(How)
C^# You Are - 8 April 2007
Garbage collection and memory management is the focus this week.
- How does the .NET garbage collector know when an object is no longer needed? Answer
This is a academic description of how the GC works. It by no means is meant
to represent the line-by-line analysis of the actual algorithm nor does it take
the various special cases into account.
The garbage collector is aware of all allocated objects. In the GC it terms
root references as those objects that are "rooted" in the program unit that is running
or global to the program. Local variables and static fields would be in this
class. All other objects are known as nonroot references. Root references
are normally considered live and therefore will not be collected but nonroots are
considered live only if they are referenced, directly or indirectly, by a root reference.
All "dead" objects can be freed during garbage collection.
An exception exists for local variables. If a local variable is no longer
needed in the unit it is contained then it is not considered live and can be collected.
Here is an example:
public MessageList Foo ( string message )
{
MessageList list = new MessageList();
string[] tokens = message.Split(',');
foreach(string token in tokens)
{
//A
list.Add(token);
Console.WriteLine(token);
};
//B
}
In the above example at line A the root references are message, list,
tokens and token. There are no nonroot refences except the
fields of MessageList. At line B however only message and
list are root references. The JIT scope of the variables is used
for determining root status and not the scoping rules of the language.
- How many generations does the GC, up to v2, support? Answer
There are currently 3 generations (0-2) in .NET although more can be added later.
Objects start in G0. Each time an object survives a garbage collection it
is bumped to the next generation (up to 2). Oftentimes people call GC.Collect
to try to free up memory but this will often hurt memory more than help.

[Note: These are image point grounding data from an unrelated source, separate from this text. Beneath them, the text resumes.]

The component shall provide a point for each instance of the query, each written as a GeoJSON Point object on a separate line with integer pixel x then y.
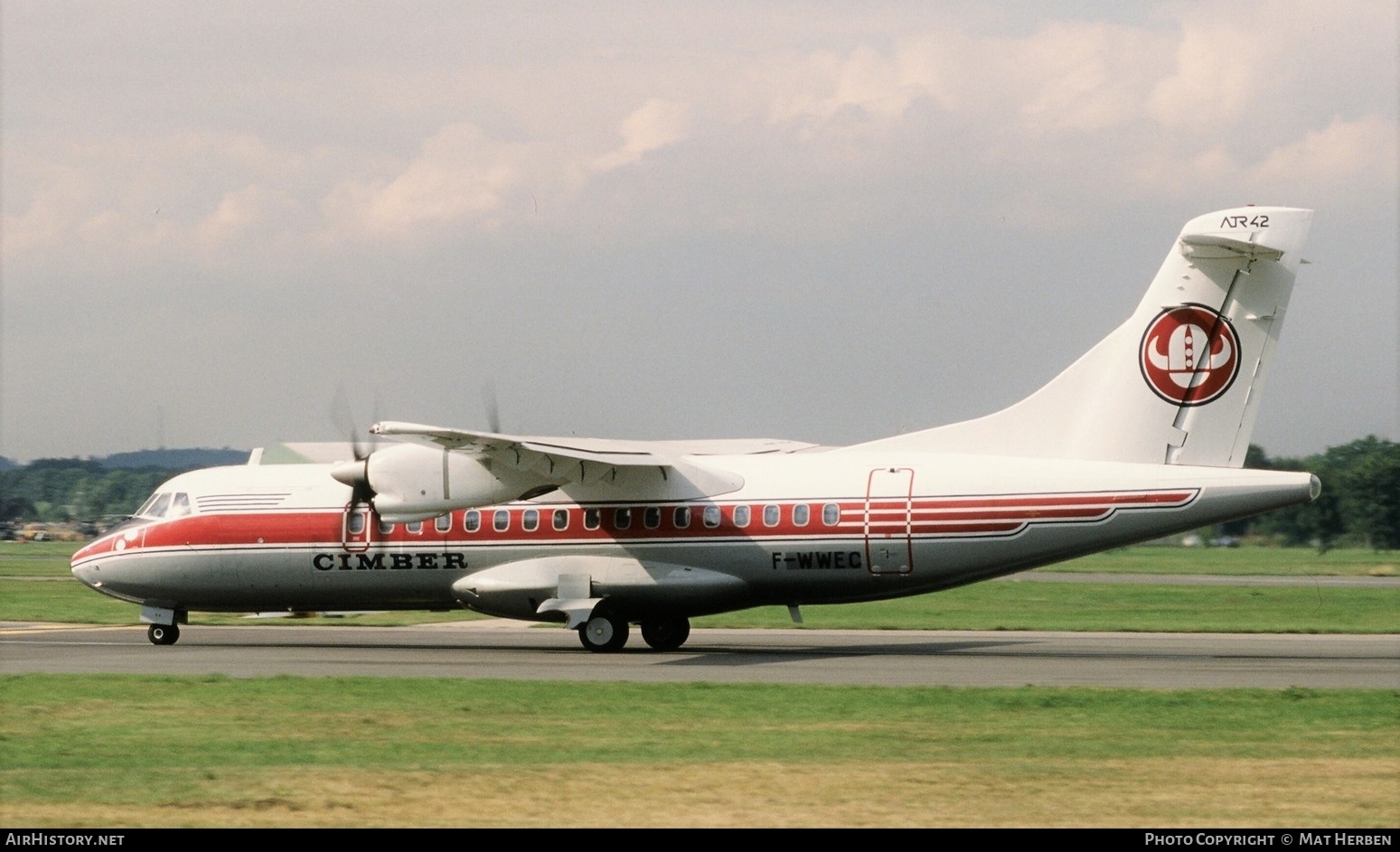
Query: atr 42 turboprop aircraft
{"type": "Point", "coordinates": [1142, 436]}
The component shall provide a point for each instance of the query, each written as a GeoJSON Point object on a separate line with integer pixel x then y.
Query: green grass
{"type": "Point", "coordinates": [303, 752]}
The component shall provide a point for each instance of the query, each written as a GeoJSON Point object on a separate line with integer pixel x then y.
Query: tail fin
{"type": "Point", "coordinates": [1179, 382]}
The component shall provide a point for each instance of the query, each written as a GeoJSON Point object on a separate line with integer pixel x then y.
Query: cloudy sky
{"type": "Point", "coordinates": [822, 221]}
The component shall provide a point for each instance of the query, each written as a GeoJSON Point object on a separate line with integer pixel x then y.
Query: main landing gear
{"type": "Point", "coordinates": [163, 634]}
{"type": "Point", "coordinates": [606, 632]}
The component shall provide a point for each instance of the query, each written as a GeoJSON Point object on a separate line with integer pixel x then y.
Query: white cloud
{"type": "Point", "coordinates": [1341, 154]}
{"type": "Point", "coordinates": [653, 126]}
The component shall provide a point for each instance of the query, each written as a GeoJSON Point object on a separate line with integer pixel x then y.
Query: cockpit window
{"type": "Point", "coordinates": [160, 507]}
{"type": "Point", "coordinates": [165, 504]}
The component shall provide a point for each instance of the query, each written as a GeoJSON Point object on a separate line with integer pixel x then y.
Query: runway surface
{"type": "Point", "coordinates": [509, 650]}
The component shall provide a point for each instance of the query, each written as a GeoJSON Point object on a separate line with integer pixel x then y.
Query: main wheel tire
{"type": "Point", "coordinates": [604, 634]}
{"type": "Point", "coordinates": [665, 634]}
{"type": "Point", "coordinates": [163, 634]}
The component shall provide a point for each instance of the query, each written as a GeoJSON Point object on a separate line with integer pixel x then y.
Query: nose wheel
{"type": "Point", "coordinates": [163, 634]}
{"type": "Point", "coordinates": [604, 632]}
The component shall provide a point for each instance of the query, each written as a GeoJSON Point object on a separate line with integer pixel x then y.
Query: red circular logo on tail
{"type": "Point", "coordinates": [1189, 354]}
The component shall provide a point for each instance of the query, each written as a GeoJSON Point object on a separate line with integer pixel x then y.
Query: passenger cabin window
{"type": "Point", "coordinates": [831, 514]}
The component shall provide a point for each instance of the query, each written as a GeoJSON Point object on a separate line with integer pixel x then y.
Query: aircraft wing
{"type": "Point", "coordinates": [591, 461]}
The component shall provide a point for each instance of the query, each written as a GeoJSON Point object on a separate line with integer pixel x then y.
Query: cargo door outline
{"type": "Point", "coordinates": [889, 520]}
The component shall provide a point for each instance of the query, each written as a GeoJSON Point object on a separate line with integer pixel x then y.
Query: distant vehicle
{"type": "Point", "coordinates": [1140, 438]}
{"type": "Point", "coordinates": [35, 532]}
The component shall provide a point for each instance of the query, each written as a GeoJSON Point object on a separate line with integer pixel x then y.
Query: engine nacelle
{"type": "Point", "coordinates": [413, 482]}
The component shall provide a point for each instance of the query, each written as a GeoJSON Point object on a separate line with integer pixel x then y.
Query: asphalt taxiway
{"type": "Point", "coordinates": [509, 650]}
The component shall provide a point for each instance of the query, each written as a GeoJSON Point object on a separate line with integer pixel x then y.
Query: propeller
{"type": "Point", "coordinates": [353, 473]}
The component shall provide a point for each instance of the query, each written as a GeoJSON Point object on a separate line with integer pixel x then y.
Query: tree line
{"type": "Point", "coordinates": [1359, 502]}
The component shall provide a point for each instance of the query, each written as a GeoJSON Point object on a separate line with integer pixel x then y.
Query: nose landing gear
{"type": "Point", "coordinates": [163, 634]}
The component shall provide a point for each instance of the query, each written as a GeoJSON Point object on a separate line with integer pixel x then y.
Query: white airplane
{"type": "Point", "coordinates": [1142, 436]}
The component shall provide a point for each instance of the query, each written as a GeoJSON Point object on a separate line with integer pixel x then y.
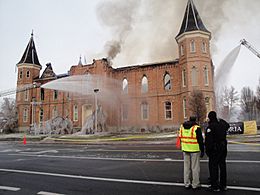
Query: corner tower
{"type": "Point", "coordinates": [28, 70]}
{"type": "Point", "coordinates": [196, 68]}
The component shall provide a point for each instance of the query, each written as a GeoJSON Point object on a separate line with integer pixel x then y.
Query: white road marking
{"type": "Point", "coordinates": [41, 152]}
{"type": "Point", "coordinates": [127, 159]}
{"type": "Point", "coordinates": [48, 193]}
{"type": "Point", "coordinates": [9, 188]}
{"type": "Point", "coordinates": [118, 180]}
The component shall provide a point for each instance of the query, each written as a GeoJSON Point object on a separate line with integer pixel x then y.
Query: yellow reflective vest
{"type": "Point", "coordinates": [188, 138]}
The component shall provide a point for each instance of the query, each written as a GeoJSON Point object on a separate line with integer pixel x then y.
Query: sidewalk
{"type": "Point", "coordinates": [109, 138]}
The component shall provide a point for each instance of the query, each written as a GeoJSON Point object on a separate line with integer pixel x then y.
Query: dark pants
{"type": "Point", "coordinates": [217, 167]}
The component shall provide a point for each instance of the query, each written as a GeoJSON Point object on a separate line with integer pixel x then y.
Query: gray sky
{"type": "Point", "coordinates": [140, 31]}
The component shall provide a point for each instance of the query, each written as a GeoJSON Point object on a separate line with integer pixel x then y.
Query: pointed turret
{"type": "Point", "coordinates": [191, 20]}
{"type": "Point", "coordinates": [30, 54]}
{"type": "Point", "coordinates": [80, 62]}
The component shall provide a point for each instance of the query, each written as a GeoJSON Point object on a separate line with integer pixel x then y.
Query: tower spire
{"type": "Point", "coordinates": [191, 21]}
{"type": "Point", "coordinates": [30, 54]}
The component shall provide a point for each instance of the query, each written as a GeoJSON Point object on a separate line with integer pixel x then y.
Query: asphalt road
{"type": "Point", "coordinates": [129, 169]}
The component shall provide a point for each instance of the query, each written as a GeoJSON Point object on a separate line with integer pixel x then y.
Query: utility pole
{"type": "Point", "coordinates": [95, 93]}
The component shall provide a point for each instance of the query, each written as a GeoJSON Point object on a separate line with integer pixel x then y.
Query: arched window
{"type": "Point", "coordinates": [41, 115]}
{"type": "Point", "coordinates": [54, 112]}
{"type": "Point", "coordinates": [192, 46]}
{"type": "Point", "coordinates": [182, 50]}
{"type": "Point", "coordinates": [21, 74]}
{"type": "Point", "coordinates": [55, 95]}
{"type": "Point", "coordinates": [184, 78]}
{"type": "Point", "coordinates": [206, 76]}
{"type": "Point", "coordinates": [184, 106]}
{"type": "Point", "coordinates": [124, 112]}
{"type": "Point", "coordinates": [144, 88]}
{"type": "Point", "coordinates": [194, 76]}
{"type": "Point", "coordinates": [27, 73]}
{"type": "Point", "coordinates": [75, 113]}
{"type": "Point", "coordinates": [125, 86]}
{"type": "Point", "coordinates": [26, 95]}
{"type": "Point", "coordinates": [207, 102]}
{"type": "Point", "coordinates": [204, 47]}
{"type": "Point", "coordinates": [167, 82]}
{"type": "Point", "coordinates": [144, 111]}
{"type": "Point", "coordinates": [42, 93]}
{"type": "Point", "coordinates": [25, 115]}
{"type": "Point", "coordinates": [168, 110]}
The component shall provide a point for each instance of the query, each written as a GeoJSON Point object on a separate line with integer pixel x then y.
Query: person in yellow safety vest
{"type": "Point", "coordinates": [192, 146]}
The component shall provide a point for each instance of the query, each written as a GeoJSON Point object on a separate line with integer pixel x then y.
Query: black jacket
{"type": "Point", "coordinates": [188, 125]}
{"type": "Point", "coordinates": [215, 136]}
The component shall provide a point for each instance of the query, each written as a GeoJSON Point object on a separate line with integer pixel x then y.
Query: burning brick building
{"type": "Point", "coordinates": [146, 96]}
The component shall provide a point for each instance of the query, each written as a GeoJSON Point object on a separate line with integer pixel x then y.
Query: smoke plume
{"type": "Point", "coordinates": [144, 30]}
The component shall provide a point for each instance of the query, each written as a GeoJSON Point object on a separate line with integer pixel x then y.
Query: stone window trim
{"type": "Point", "coordinates": [28, 74]}
{"type": "Point", "coordinates": [125, 85]}
{"type": "Point", "coordinates": [192, 46]}
{"type": "Point", "coordinates": [168, 110]}
{"type": "Point", "coordinates": [144, 110]}
{"type": "Point", "coordinates": [204, 47]}
{"type": "Point", "coordinates": [206, 75]}
{"type": "Point", "coordinates": [75, 112]}
{"type": "Point", "coordinates": [184, 78]}
{"type": "Point", "coordinates": [25, 114]}
{"type": "Point", "coordinates": [144, 84]}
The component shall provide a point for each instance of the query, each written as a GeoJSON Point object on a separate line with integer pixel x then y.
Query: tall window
{"type": "Point", "coordinates": [75, 113]}
{"type": "Point", "coordinates": [204, 47]}
{"type": "Point", "coordinates": [27, 73]}
{"type": "Point", "coordinates": [182, 50]}
{"type": "Point", "coordinates": [26, 95]}
{"type": "Point", "coordinates": [167, 82]}
{"type": "Point", "coordinates": [144, 88]}
{"type": "Point", "coordinates": [184, 106]}
{"type": "Point", "coordinates": [25, 115]}
{"type": "Point", "coordinates": [20, 74]}
{"type": "Point", "coordinates": [42, 93]}
{"type": "Point", "coordinates": [54, 112]}
{"type": "Point", "coordinates": [144, 111]}
{"type": "Point", "coordinates": [184, 78]}
{"type": "Point", "coordinates": [168, 110]}
{"type": "Point", "coordinates": [41, 115]}
{"type": "Point", "coordinates": [194, 76]}
{"type": "Point", "coordinates": [206, 76]}
{"type": "Point", "coordinates": [192, 46]}
{"type": "Point", "coordinates": [207, 102]}
{"type": "Point", "coordinates": [55, 95]}
{"type": "Point", "coordinates": [125, 86]}
{"type": "Point", "coordinates": [124, 112]}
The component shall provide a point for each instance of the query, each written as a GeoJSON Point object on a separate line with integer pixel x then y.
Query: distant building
{"type": "Point", "coordinates": [156, 94]}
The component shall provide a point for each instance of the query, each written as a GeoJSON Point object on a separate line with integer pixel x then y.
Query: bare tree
{"type": "Point", "coordinates": [258, 102]}
{"type": "Point", "coordinates": [197, 105]}
{"type": "Point", "coordinates": [230, 99]}
{"type": "Point", "coordinates": [8, 119]}
{"type": "Point", "coordinates": [248, 102]}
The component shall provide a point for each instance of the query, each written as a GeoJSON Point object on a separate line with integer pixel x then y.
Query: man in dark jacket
{"type": "Point", "coordinates": [216, 150]}
{"type": "Point", "coordinates": [193, 148]}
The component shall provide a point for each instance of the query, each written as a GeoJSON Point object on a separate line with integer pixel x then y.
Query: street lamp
{"type": "Point", "coordinates": [95, 93]}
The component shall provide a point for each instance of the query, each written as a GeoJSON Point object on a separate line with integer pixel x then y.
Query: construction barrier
{"type": "Point", "coordinates": [246, 127]}
{"type": "Point", "coordinates": [250, 127]}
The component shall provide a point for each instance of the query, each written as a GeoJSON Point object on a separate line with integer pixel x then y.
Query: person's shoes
{"type": "Point", "coordinates": [197, 188]}
{"type": "Point", "coordinates": [223, 188]}
{"type": "Point", "coordinates": [213, 189]}
{"type": "Point", "coordinates": [187, 187]}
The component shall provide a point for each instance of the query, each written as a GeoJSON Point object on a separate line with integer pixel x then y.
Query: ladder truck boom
{"type": "Point", "coordinates": [250, 47]}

Each
call to Collect will bump all local variables to the next generation.
Call it twice and local variables will likely stay around a long time even though
they will never be referenced. Therefore any use of Collect
should be carefully evaluated. I have yet to find a good reason for its usage
that better design could not resolve.
In the earlier question it was not mentioned how the GC determines what objects
to look at. The generations answer that. Normally the GC wants to be
fast but still free enough memory to allow the program to continue. Therefore
the GC starts at G0 and frees any dead objects. After G0 is cleaned up if
more memory is needed then G1 objects are evaluated. After G1 if more memory
is needed then G2 is cleaned up. After G2 an out of memory exception will
probably occur.
- What is a finalizer? Answer
A finalizer is a method, much like a C++ destructor but not the same, that is called
when an object is being freed. A finalizer allows you to clean up any unmanaged
resources before the object goes away. A finalizer has a dramatic impact on
clean up. Firstly a finalizer is run in an arbitrary thread and therefore
can not rely on any thread-local storage. Secondly a finalizer runs during
garbage collection and garbage collection has no defined order so any reference
fields of the object might already be freed and therefore can not be accessed.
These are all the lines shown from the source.